Мы указали, какие оговорки забота о строгости доктрины обязывает сделать в отношении предлагаемой Бергсоном общей интерпретации мистической жизни. В сущности, отмеченные недостатки его интерпретации показывают, прежде всего, что в этой сфере философия сама по себе недостаточна; поскольку, заботясь о чисто философском методе, она полагает, что не должна непосредственно затрагивать тайну благодати и тайну креста или, иными словами, считает себя не вправе объединяться с теологией в трактовке вопросов, связанных с мистицизмом, – постольку она не способна постичь в их подлинных истоках явления мистической жизни, даже если относится к ним с искренним почитанием. Но какой чистый философ изучал их более добросовестно, с более смиренной и благородной любовью, чем Анри Бергсон?

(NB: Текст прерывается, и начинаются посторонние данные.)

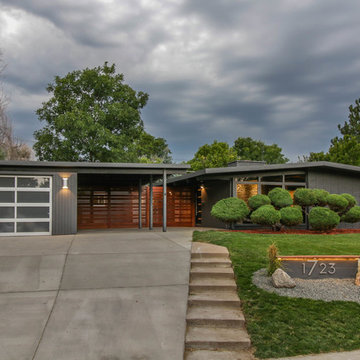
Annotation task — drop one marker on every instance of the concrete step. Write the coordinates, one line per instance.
(213, 338)
(203, 250)
(200, 272)
(223, 298)
(218, 355)
(211, 284)
(209, 255)
(215, 316)
(211, 262)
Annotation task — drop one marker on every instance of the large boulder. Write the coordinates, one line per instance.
(281, 279)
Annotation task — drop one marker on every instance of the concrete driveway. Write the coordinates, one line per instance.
(99, 295)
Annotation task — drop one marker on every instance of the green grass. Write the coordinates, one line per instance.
(282, 326)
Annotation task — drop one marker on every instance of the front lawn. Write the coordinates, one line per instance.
(281, 326)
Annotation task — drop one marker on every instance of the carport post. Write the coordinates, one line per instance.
(164, 200)
(151, 205)
(140, 219)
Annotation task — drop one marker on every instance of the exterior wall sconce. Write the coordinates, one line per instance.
(65, 183)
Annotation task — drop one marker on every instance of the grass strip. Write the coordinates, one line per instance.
(282, 326)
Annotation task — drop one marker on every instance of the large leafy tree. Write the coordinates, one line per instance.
(344, 149)
(218, 154)
(248, 149)
(93, 115)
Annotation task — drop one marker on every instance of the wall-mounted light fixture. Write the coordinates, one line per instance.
(65, 183)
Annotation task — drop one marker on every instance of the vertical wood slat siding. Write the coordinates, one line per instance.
(118, 207)
(64, 215)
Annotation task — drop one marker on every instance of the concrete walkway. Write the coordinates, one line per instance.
(348, 355)
(99, 295)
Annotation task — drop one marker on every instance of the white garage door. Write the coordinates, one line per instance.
(25, 205)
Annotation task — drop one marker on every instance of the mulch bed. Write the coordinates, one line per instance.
(299, 232)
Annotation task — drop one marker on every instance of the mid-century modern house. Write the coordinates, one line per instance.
(56, 198)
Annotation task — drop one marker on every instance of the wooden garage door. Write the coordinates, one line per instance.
(180, 206)
(101, 208)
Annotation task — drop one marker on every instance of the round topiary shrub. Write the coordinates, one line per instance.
(266, 215)
(280, 198)
(291, 216)
(351, 200)
(258, 200)
(304, 197)
(323, 219)
(337, 202)
(321, 196)
(352, 216)
(230, 210)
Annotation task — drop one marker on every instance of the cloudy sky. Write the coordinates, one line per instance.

Пора наконец сказать, сколь признательны мы ему за великолепные страницы, посвященные мистикам и обнаруживающие удивительно чуткое и щедрое внимание к реальностям, присутствие и воздействие которых он сам ощутил. Здесь он разбивает убогие схемы феноменалистической психологии; и, зная антимистические предубеждения, упомянутые мной в начале главы, понимаешь, как решительно защищает он мистиков, когда утверждает о крепком интеллектуальном здоровье этих душ, достигших жизни, в определенном смысле сверхчеловеческой. Обратимся к самим текстам; я приведу несколько страниц из «Двух источников».

«…Мы можем заключить, что ни в Греции, ни в Древней Индии не было полного мистицизма, либо потому что порыв там был недостаточен, либо потому что ему препятствовали материальные обстоятельства или слишком узкая интеллектуальность. Его появление в определенный момент позволяет нам ретроспективно присутствовать при его подготовке, подобно тому как внезапно возникший вулкан проясняет длинный ряд землетрясений в прошлом.

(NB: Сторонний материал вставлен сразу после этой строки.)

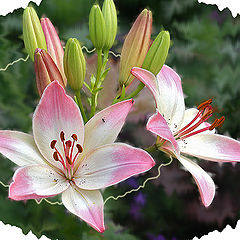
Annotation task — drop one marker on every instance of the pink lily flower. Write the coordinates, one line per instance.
(65, 157)
(184, 132)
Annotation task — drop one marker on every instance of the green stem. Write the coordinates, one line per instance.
(136, 92)
(98, 76)
(79, 101)
(131, 95)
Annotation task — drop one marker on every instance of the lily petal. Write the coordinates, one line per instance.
(110, 164)
(171, 100)
(88, 205)
(204, 182)
(20, 148)
(189, 115)
(104, 127)
(213, 147)
(158, 125)
(56, 112)
(36, 181)
(167, 92)
(149, 80)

Полный мистицизм на самом деле – это мистицизм великих христианских мистиков…

Когда мы берем таким образом в ее конечной точке внутреннюю эволюцию великих мистиков, мы задаемся вопросом, как могли уподоблять их больным. Разумеется, мы живем в состоянии неустойчивого равновесия, и среднее здоровье духа, как, впрочем, и тела, – вещь трудноопределимая. Существует, однако, исключительное, прочно утвердившееся интеллектуальное здоровье, которое узнается без труда. Оно проявляется во вкусе к деятельности, в способности к адаптации и реадаптации, в твердости характера в сочетании с гибкостью, в пророческом умении отличать возможное от невозможного, в духе простоты, побеждающем всякого рода сложности, наконец, в превосходном здравом смысле. Разве не эти самые черты мы находим у мистиков, о которых идет речь? И не могут ли они быть полезными для самого определения крепкого интеллектуального здоровья?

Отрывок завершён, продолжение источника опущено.